Bug #20485
closedSimple use of Fiber makes GC leak objects with singleton method
Description
I found a possible memory leak which occurs only when several conditions are met.
The code to reproduce the problem is below:
class Work
def add_method
singleton_class.define_method(:f) {}
end
end
1.times { Fiber.new {}.resume }
work = Work.new
work.add_method
work = nil
GC.start
num_objs = ObjectSpace.each_object.select { |o| o.is_a?(Work) rescue false }.size
unless num_objs.zero?
raise "NG"
end
Expected result: The script exits normally.

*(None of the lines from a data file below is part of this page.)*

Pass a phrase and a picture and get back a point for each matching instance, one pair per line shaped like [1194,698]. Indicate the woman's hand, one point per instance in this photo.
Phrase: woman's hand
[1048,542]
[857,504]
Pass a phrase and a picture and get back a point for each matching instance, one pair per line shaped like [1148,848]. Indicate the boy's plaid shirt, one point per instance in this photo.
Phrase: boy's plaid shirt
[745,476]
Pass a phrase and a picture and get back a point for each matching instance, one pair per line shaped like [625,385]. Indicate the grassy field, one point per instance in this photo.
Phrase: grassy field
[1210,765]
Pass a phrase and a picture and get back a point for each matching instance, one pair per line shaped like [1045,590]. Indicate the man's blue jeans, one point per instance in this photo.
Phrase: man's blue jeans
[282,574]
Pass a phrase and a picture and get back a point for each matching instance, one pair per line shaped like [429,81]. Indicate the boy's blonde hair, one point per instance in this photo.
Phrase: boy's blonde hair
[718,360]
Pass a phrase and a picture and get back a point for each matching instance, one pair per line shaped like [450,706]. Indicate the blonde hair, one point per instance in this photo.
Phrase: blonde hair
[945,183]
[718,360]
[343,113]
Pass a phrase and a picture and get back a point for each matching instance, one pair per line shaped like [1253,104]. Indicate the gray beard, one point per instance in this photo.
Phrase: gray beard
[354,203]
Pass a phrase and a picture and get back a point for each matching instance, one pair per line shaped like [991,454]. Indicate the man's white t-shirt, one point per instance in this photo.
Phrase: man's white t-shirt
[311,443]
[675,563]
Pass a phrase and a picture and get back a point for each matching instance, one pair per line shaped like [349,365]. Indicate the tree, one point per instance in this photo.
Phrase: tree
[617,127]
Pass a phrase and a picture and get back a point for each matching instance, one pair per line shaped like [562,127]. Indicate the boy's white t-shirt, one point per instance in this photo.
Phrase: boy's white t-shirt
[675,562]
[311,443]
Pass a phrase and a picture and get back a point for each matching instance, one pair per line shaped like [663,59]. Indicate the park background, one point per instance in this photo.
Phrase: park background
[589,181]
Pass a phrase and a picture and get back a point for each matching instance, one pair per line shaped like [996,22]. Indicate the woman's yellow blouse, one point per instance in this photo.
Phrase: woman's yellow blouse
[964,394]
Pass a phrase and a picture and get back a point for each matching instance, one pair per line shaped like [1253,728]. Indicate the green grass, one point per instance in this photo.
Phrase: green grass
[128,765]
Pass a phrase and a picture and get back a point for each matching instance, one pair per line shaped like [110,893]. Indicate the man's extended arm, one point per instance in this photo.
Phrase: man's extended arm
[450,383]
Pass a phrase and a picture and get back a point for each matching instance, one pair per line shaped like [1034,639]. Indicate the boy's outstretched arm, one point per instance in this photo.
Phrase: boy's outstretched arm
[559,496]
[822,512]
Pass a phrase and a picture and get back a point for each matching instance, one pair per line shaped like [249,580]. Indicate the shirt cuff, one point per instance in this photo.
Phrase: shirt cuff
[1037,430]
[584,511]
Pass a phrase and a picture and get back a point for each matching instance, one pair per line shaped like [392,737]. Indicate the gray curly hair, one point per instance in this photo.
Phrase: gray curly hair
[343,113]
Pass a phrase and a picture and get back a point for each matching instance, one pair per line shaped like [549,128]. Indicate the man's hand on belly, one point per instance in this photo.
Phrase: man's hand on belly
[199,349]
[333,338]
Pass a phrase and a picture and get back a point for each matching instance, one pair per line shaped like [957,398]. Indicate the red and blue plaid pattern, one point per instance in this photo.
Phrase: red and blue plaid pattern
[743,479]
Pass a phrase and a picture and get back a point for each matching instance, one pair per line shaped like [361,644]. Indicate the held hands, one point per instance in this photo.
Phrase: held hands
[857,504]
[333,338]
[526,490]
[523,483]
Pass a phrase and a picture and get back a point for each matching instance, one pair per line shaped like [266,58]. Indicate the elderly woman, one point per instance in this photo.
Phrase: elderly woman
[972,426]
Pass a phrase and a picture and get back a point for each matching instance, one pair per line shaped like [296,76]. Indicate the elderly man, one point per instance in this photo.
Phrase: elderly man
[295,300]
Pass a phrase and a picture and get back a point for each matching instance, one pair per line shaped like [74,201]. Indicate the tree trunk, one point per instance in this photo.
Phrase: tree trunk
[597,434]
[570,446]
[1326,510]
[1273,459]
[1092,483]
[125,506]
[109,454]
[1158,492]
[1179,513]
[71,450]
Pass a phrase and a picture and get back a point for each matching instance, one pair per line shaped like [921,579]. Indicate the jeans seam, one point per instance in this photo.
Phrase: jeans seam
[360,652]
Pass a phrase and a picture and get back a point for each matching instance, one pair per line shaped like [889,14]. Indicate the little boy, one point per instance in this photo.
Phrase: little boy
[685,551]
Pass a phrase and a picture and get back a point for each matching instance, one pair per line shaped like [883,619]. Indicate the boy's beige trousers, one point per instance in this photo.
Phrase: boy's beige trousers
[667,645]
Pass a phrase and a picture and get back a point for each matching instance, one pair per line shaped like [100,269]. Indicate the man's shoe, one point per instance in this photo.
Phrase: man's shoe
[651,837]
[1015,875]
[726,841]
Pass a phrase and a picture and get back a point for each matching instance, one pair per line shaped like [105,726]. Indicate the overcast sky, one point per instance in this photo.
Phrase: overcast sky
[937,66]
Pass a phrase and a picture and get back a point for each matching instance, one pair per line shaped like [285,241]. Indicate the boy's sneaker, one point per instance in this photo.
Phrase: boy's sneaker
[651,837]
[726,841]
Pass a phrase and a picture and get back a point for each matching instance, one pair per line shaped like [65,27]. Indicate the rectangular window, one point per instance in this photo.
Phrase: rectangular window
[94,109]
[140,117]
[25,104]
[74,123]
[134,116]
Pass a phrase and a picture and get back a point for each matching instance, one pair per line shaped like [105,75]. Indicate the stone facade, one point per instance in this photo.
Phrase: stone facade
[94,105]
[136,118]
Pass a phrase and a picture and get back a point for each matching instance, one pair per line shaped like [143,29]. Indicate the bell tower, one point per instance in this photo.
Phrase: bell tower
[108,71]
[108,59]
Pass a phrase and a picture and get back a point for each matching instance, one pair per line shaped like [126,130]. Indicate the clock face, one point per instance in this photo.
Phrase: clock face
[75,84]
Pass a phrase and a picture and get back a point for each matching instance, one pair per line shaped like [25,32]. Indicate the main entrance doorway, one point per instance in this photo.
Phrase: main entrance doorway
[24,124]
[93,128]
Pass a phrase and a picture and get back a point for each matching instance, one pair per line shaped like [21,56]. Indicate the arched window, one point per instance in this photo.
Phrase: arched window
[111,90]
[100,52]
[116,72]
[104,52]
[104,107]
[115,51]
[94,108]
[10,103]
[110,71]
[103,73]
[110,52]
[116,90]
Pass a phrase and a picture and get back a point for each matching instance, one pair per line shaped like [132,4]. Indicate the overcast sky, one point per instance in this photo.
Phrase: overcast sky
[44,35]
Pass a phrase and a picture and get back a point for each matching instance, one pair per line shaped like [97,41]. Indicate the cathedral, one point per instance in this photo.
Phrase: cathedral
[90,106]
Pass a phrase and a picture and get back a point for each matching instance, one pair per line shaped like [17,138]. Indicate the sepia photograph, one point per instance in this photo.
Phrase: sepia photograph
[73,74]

Actual result: RuntimeError "NG" is raised.
If I change 1.times { Fiber.new {}.resume }
to just Fiber.new {}.resume
or remove work.add_method
, GC works as expected.
Is there any problem at the way to use Fiber in this code, or is it a bug due to Ruby?
I tested ruby 3.3.1 (2024-04-23 revision c56cd86388) [x86_64-linux] too and the result was a little different. The code above didn't reproduce the problem, but if I changed 1.times
to Mutex.new.synchronize
, it was able to reproduce.
Updated by skhrshin (Shintaro Sakahara) 6 months ago
- Subject changed from Simple use of Mutex and Fiber makes GC leak objects with singleton method to Simple use of Fiber makes GC leak objects with singleton method
- Description updated (diff)
Update: Using Mutex was not necessary.
Updated by skhrshin (Shintaro Sakahara) 6 months ago
- Description updated (diff)
Update: To reproduce this issue with Ruby 3.3.1, Mutex is necessary.
Updated by skhrshin (Shintaro Sakahara) 6 months ago
Changing 1.times
to [1].each
could reproduce the problem on Ruby 3.3.1 too.
Updated by skhrshin (Shintaro Sakahara) 6 months ago
- ruby -v changed from ruby 3.2.3 (2024-01-18 revision 52bb2ac0a6) [x86_64-linux] to ruby 3.2.4 (2024-04-23 revision af471c0e01) [x86_64-linux]
I confirmed that all of 1.times
, [1].each
and Mutex.new.synchronize
versions reproduce the problem on Ruby 3.2.4.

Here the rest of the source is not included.